Books: The Hills Are Alive
GANGSTERS AND GOODFELLAS, by Henry Hill with Gus Russo
ON THE RUN: A MAFIA CHILDHOOD, by Gregg and Gina Hill
Henry’s life was the basis of Nick Pileggi’s WISEGUY, which in turn became GOODFELLAS. Gregg and Gina are his children.
You want a schizophrenic reading experience? Try plowing through these books back to back like I did. Each one tells the same story, first recapping Henry’s days as a New York gangster, then delving into the family’s experiences in Witness Protection in places like Omaha and suburban Seattle. (At one point, Henry set up a carriage ride for tourists in Cincinnati. He went on TV to promote it – even though Jimmy ‘The Gent’ Burke was still trying to have him killed.)

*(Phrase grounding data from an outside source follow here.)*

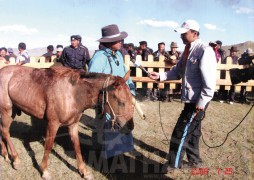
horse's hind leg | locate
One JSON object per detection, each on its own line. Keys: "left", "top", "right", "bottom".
{"left": 1, "top": 111, "right": 20, "bottom": 169}
{"left": 68, "top": 123, "right": 93, "bottom": 180}
{"left": 0, "top": 124, "right": 10, "bottom": 162}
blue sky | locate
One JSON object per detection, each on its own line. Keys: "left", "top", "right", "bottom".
{"left": 0, "top": 0, "right": 253, "bottom": 51}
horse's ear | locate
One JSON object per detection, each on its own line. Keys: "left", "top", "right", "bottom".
{"left": 123, "top": 70, "right": 131, "bottom": 83}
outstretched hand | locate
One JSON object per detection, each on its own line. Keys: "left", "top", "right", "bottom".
{"left": 149, "top": 72, "right": 160, "bottom": 80}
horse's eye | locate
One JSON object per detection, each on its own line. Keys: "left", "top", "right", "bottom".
{"left": 118, "top": 101, "right": 125, "bottom": 107}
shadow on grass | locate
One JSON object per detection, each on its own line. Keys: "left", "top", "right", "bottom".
{"left": 7, "top": 113, "right": 171, "bottom": 180}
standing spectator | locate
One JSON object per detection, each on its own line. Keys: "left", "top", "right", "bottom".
{"left": 7, "top": 48, "right": 17, "bottom": 59}
{"left": 56, "top": 46, "right": 63, "bottom": 62}
{"left": 215, "top": 40, "right": 225, "bottom": 62}
{"left": 152, "top": 42, "right": 169, "bottom": 100}
{"left": 167, "top": 42, "right": 181, "bottom": 65}
{"left": 88, "top": 24, "right": 135, "bottom": 159}
{"left": 136, "top": 47, "right": 143, "bottom": 55}
{"left": 220, "top": 46, "right": 239, "bottom": 104}
{"left": 139, "top": 41, "right": 152, "bottom": 61}
{"left": 239, "top": 48, "right": 253, "bottom": 103}
{"left": 42, "top": 45, "right": 54, "bottom": 62}
{"left": 119, "top": 40, "right": 129, "bottom": 59}
{"left": 209, "top": 41, "right": 221, "bottom": 62}
{"left": 128, "top": 43, "right": 135, "bottom": 52}
{"left": 164, "top": 42, "right": 182, "bottom": 102}
{"left": 0, "top": 47, "right": 10, "bottom": 63}
{"left": 153, "top": 42, "right": 169, "bottom": 61}
{"left": 60, "top": 35, "right": 89, "bottom": 71}
{"left": 150, "top": 19, "right": 217, "bottom": 171}
{"left": 76, "top": 35, "right": 91, "bottom": 64}
{"left": 139, "top": 41, "right": 153, "bottom": 100}
{"left": 16, "top": 42, "right": 30, "bottom": 65}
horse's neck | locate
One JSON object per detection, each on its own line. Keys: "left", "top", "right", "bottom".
{"left": 82, "top": 76, "right": 111, "bottom": 108}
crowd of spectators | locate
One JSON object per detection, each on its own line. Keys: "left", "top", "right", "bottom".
{"left": 0, "top": 38, "right": 252, "bottom": 104}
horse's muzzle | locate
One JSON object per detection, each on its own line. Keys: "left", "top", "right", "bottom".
{"left": 119, "top": 118, "right": 134, "bottom": 134}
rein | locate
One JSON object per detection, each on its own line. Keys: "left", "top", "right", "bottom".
{"left": 101, "top": 77, "right": 125, "bottom": 131}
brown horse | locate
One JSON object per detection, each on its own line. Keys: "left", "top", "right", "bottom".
{"left": 0, "top": 65, "right": 134, "bottom": 180}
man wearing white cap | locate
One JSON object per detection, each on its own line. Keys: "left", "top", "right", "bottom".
{"left": 56, "top": 45, "right": 63, "bottom": 62}
{"left": 150, "top": 20, "right": 217, "bottom": 171}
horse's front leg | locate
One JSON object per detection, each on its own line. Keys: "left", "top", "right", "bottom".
{"left": 41, "top": 121, "right": 59, "bottom": 180}
{"left": 68, "top": 123, "right": 93, "bottom": 180}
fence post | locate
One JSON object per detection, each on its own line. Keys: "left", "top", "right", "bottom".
{"left": 136, "top": 55, "right": 142, "bottom": 88}
{"left": 147, "top": 55, "right": 154, "bottom": 89}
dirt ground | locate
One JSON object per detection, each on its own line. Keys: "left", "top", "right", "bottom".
{"left": 0, "top": 97, "right": 253, "bottom": 180}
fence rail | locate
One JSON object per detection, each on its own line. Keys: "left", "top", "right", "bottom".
{"left": 0, "top": 56, "right": 61, "bottom": 69}
{"left": 124, "top": 55, "right": 254, "bottom": 92}
{"left": 1, "top": 55, "right": 253, "bottom": 92}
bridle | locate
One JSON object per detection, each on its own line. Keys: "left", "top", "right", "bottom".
{"left": 100, "top": 76, "right": 129, "bottom": 131}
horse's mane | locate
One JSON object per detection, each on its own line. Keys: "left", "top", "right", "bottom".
{"left": 49, "top": 66, "right": 111, "bottom": 79}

The facts in the books never quite match up. For instance, the Hills’ first new surname, depending on whom you ask, was either Haines or Haymes. Henry’s an affable rogue in his book, always trying to put one over on the feds. But let the kids tell the same story and he comes off as monstrous. Consorting with lowlifes, hooked on booze and drugs, forever taking stupid risks that put his entire family in harm’s way. My neck still hurts from the whiplash.
ON THE RUN is the better book, told in alternating sections by the two Hill children. Gregg in particular is very candid about the emotional problems his father’s lifestyle created. But Henry’s book is much more fun to read.
Although neither holds a candle to WISEGUY. Sometimes Henry would call Pileggi to work on the book and get his wife Nora Ephron. She turned their conversations into the script for MY BLUE HEAVEN, a Steve Martin comedy about a Mafia man relocated to the suburbs. Henry says more than once that if it had been anyone else’s wife, he’d have whacked her.
Magazine: The New Yorker, 11/29 issue
The phrase of the day comes from Frederick Kaufman’s piece on raw milk smugglers in New York:
“... a secret Listserv of lacto-fermentation scofflaws.”